Dilekçede, Ulusal Kriminal Büro’nun, Daran 2 askeri üsse ait kamerada sanık Nevzat Bahtiyar'ın hacim olarak Narin Güran’ın 3 katı olmasına karşın bir tespit yapamadığı belirtilerek, şu ifadelere yer verildi:

“Narin’in son görülme anı okul kameralarına yansıdığı üzere 15:15:14 olarak gözükmekte olup, okul kamerası 4 dakika ileride olması sebebiyle gerçek zaman 15:11:14 olarak hesaplanmalıdır. Daran 2 askeri üstüne ait kamerada tespit edilen karartı 15:18:49 olarak Ulusal Kriminal Büro (UKB) tarafından raporlanmıştır. Bu kamera 6 dakika 45 saniye ileride olduğuna göre Narin olduğunu ifade ettiği karartıyı 15:12:04 gerçek zamana göre ahıra yakın tespit etmiş olduğunu anlamaktayız. 15:11:14 ile 15:12:04 arasındaki süre 50 saniye olup burada UKB bunu yanlış hesaplayarak 1,5 dakika olarak raporlamıştır. Ekte bulunan görüntü incelendiğinde öncelikle 50 saniyede bir kişinin bu mesafeyi katetmesi imkansız olup, yine tespit edilen yer kayalık ve sert uçurumlar olup buradan bir çocuğun hareket etmesi ve patikaya olan mesafesi de dikkate alınınca imkansız olacağı yapılması gereken keşif ile de daha net anlaşılacaktır.

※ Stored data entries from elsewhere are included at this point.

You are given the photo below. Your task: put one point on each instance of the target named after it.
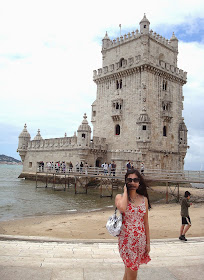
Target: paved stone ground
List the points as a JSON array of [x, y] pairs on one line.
[[47, 259]]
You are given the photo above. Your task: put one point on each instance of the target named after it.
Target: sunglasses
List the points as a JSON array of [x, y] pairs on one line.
[[130, 180]]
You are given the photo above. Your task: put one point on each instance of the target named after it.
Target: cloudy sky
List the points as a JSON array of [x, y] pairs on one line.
[[49, 49]]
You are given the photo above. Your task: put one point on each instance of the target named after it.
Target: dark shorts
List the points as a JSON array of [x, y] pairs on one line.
[[186, 220]]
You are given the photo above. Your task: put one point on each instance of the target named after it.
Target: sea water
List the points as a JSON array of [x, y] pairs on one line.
[[20, 198]]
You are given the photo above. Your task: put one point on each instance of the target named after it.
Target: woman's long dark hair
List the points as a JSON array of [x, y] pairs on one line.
[[142, 187]]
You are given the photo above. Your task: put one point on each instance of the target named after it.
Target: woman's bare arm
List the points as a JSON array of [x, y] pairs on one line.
[[121, 201], [146, 224]]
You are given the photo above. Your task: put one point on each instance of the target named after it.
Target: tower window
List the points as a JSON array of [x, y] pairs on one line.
[[119, 84], [165, 85], [121, 62], [164, 131], [117, 130]]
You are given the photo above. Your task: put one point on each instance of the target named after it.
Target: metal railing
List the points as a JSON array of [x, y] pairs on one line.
[[151, 174]]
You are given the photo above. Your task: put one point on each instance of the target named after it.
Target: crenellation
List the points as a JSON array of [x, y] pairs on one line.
[[131, 63]]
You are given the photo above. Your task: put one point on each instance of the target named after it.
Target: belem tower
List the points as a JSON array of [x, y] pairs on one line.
[[137, 114]]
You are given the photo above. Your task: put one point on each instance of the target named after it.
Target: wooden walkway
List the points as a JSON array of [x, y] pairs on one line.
[[106, 182]]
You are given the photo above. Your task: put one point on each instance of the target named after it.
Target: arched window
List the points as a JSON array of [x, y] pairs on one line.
[[164, 131], [165, 85], [121, 62], [117, 129]]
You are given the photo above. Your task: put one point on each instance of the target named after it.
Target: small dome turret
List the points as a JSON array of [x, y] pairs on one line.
[[38, 136], [174, 41], [24, 133], [144, 25], [84, 125], [84, 133], [105, 41]]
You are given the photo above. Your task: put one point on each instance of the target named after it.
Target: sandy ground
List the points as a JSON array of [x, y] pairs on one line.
[[164, 220]]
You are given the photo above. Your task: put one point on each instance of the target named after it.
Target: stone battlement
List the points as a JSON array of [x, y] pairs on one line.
[[135, 35], [137, 61], [65, 143]]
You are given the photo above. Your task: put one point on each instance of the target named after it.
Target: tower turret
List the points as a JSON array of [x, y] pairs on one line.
[[38, 136], [144, 25], [24, 138], [174, 42], [105, 41], [84, 133]]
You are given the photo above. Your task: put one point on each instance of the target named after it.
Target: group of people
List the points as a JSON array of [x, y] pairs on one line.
[[134, 238], [62, 167], [130, 165], [109, 168]]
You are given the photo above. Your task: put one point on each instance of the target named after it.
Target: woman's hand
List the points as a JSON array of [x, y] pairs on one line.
[[147, 249]]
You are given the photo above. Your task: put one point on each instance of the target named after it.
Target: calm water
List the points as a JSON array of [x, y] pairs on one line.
[[20, 198]]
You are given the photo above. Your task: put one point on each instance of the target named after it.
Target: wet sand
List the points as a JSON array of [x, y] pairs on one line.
[[164, 221]]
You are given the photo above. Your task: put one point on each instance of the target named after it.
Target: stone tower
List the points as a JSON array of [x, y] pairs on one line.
[[23, 140], [84, 133], [139, 101]]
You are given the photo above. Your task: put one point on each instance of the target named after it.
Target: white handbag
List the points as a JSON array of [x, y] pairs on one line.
[[114, 224]]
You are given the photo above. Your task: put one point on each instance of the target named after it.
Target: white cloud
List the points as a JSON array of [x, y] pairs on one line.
[[49, 49]]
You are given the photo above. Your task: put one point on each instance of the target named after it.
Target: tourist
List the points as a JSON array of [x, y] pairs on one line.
[[70, 166], [81, 167], [128, 165], [77, 166], [134, 238], [185, 219], [86, 168], [142, 168], [109, 168], [113, 168]]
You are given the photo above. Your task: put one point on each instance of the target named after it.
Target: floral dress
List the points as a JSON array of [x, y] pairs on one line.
[[132, 238]]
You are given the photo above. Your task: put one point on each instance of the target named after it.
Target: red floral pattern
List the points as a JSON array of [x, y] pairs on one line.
[[132, 238]]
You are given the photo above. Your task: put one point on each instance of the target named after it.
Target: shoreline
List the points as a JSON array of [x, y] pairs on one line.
[[164, 221]]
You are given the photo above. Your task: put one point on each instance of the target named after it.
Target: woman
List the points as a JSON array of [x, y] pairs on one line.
[[134, 238]]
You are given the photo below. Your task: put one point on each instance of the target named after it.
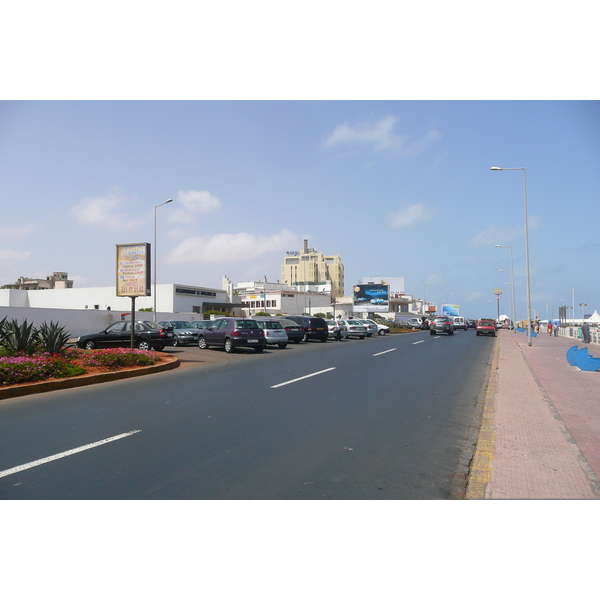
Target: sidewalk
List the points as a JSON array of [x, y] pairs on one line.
[[540, 434]]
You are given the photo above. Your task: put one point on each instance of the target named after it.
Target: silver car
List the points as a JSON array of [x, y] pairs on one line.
[[370, 325], [275, 334], [355, 328]]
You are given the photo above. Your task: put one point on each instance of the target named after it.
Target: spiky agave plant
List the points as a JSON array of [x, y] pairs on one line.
[[52, 337], [20, 338]]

Ayrıca sanık Nevzat Bahtiyar'ın hacim olarak maktulün 3 katı olmasına karşın bir tespit yapılamaması mahkemenin de Nevzat Bahtiyar'ın beyanlarının aksini gösterir delil olmadığı kabulünü ne ile açıklamak gerekecektir. Mahkemenin araç buluşmasına ilişkin olarak tespitine ise UKB sanık Nevzat Bahtiyar'a ait kırmızı araç diye mavi römorklu bir traktör ile beyaz bir aracın yan yana geçişini araç buluşması olarak raporlamış, bu araçların ne olduğunun izah edilmesi üzerine mütalaada ve kararda yer almadığını görüyoruz. Yani UKB'nin raporunda Narin'den en az 50 kat büyüklüğe sahip römorklu bir traktör ile araç ayrımını yapamadığı, kamera açısında Narin'i tespit ettiği yerden 250 metre kameraya yakın olmasına rağmen, kırmızı ile mavi renk ayrımını yapamadığı bir noktada bizlerin, bu kişilerce yapılmış tespitlere itibar etmemiz mevcut veriler ışığında mümkün olmayacaktır."

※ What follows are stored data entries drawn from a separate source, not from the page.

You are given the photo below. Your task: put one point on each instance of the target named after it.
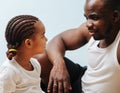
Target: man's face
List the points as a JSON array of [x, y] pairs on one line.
[[99, 19]]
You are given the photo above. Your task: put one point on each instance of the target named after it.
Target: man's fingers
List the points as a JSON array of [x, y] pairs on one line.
[[60, 87], [67, 87], [55, 86], [50, 85]]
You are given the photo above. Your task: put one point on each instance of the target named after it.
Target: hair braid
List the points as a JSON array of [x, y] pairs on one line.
[[18, 29]]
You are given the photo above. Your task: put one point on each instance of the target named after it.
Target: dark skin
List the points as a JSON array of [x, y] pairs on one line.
[[102, 24]]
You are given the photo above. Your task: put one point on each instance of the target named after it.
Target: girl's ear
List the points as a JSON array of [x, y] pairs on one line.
[[116, 16], [28, 43]]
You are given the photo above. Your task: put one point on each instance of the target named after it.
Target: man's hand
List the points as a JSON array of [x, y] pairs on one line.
[[59, 80]]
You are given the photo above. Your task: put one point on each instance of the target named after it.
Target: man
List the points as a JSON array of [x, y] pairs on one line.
[[102, 33]]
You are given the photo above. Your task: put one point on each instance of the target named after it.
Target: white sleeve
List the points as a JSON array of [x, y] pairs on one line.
[[7, 81]]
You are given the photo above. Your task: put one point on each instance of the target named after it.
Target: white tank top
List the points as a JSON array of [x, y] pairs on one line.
[[103, 73]]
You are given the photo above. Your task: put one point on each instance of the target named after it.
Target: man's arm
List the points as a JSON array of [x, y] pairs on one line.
[[67, 40]]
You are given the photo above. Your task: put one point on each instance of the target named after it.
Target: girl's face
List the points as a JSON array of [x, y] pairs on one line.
[[39, 39]]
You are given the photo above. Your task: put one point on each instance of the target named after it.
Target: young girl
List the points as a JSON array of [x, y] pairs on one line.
[[25, 36]]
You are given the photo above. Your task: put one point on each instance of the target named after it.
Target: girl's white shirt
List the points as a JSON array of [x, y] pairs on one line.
[[15, 79]]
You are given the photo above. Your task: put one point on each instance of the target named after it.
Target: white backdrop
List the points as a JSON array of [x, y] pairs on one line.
[[57, 16]]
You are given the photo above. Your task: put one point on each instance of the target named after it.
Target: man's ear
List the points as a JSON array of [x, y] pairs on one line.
[[28, 43], [116, 16]]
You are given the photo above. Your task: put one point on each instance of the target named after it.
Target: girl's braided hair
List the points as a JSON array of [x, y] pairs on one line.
[[18, 29]]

Hükmün bozulması ve tahliyesi talep edildi

Dilekçede, Enes Güran’ın hakkında verilen hükmün bozulması ve tahliyesi talep edilerek, şöyle denildi:

“Yukarıda arz olunan ve resen nazara alınacak sair sebeplerle istinaf başvurumuzun kabulü ile Diyarbakır 8’inci Ağır Ceza Mahkemesi’nin 28.12.2024 tarih, 2024/396 Esas ve 2024/529 Karar sayılı mahkumiyet kararının usul ve esas yönünden hukuka aykırı olması nedeniyle hükmün bozulmasına ve müvekkil sanığın beraatine müvekkilimin isnat edilen suça iştirak ettiğine dair somut bir delilin bulunmaması, ilk derece mahkemesinin ilgili ve yeterli olmayan gerekçelerle verdiği hukuka aykırı mahkumiyet kararı ile birlikte tamamen hukuki dayanaktan yoksun gerekçelerle sanığın hükmen tutukluluk halinin devam ettiği, haksız devam eden tutukluluk durumunun hem sanık müvekkil hem de ailesi yönünden telafisi imkansız zararlar doğurduğu gözetilerek müvekkilimin tutukluk durumunun öncelikli değerlendirilmesi suretiyle, tahliyesine karar verilmesini saygıyla arz ve talep ederiz.”